Advanced interface of the Select widget (Threshold method)

Figure 4: Select widget (advanced interface, Threshold method).

The Annotation key drop-down menu (see figure 4 above) allows the user to select an annotation key from the input segmentation; if so, the frequency of the annotation values associated with this key will condition the inclusion of input segments. If the value (none) is selected, the frequency of the segment content will be decisive.

The Threshold expressed as drop-down menu allows the user to choose the way in which to express the minimal and maximal frequency limits. If the value Count is selected, the limits will be expressed in absolute frequencies (Min./Max. count). If the value Proportion is selected, as in figure 4, the limits will be expressed in percentages (Min./Max. proportion (%)). For both values (minimum and maximum), thresholding is applied only if the corresponding box is checked.

In the figure 4 example, the widget is configured to retain only the segments whose annotation value for the key category (Annotation key) has a relative frequency (Threshold expressed as: Proportion) comprised between 5% (Min. proportion (%)) and 10% (Max. proportion (%)) in the input segmentation.

The elements of the Options section of the widget interface are common to the three selection methods presented above. The Output segmentation label field enables the user to specify the label assigned to the output segmentation. [1] The Auto-number with key checkbox enables the program to automatically number the segments of the output segmentation and to associate the number to the annotation key specified in the text field on the right. The Copy annotations checkbox copies every annotation of the input segmentation to the output segmentation.

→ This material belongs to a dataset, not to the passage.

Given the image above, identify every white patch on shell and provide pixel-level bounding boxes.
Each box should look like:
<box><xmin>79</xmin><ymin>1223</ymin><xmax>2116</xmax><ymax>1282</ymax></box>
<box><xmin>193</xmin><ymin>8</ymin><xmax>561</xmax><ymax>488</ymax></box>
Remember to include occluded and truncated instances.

The Info section indicates the number of segments in the output segmentation, or the reasons why no segmentation is emitted (no input data, no selected input segment, etc.).

The Send button triggers the emission of a segmentation to the output connection(s). When it is selected, the Send automatically checkbox disables the button and the widget attempts to automatically emit a segmentation at every modification of its interface or when its input data are modified (by deletion or addition of a connection, or because modified data is received through an existing connection).

Messages

Information

Data correctly sent to output: <n> segments.
This confirms that the widget has operated properly.
Settings were (or Input has) changed, please click ‘Send’ when ready.
Settings and/or input have changed but the Send automatically checkbox has not been selected, so the user is prompted to click the Send button (or equivalently check the box) in order for computation and data emission to proceed.
No data sent to output yet: no input segmentation.
The widget instance is not able to emit data to output because it receives none on its input channel(s).
No data sent to output yet, see ‘Widget state’ below.
A problem with the instance’s parameters and/or input data prevents it from operating properly, and additional diagnostic information can be found in the Widget state box at the bottom of the instance’s interface (see Warnings and Errors below).

Warnings

No regex defined.
A regular expression must be entered in the Regex field in order for computation and data emission to proceed.
No label was provided.
A label must be entered in the Output segmentation label field in order for computation and data emission to proceed.
No annotation key was provided for auto-numbering.
The Auto-number with key checkbox has been selected and an annotation key must be specified in the text field on the right in order for computation and data emission to proceed.

Errors

Regex error: <error_message>.
The regular expression entered in the Regex field is invalid.

Footnotes

[1]Here it concerns the segmentation containing the selected segments and emitted on the default output channel; the segmentation containing the discarded segments receives the same label prepended with NEG_.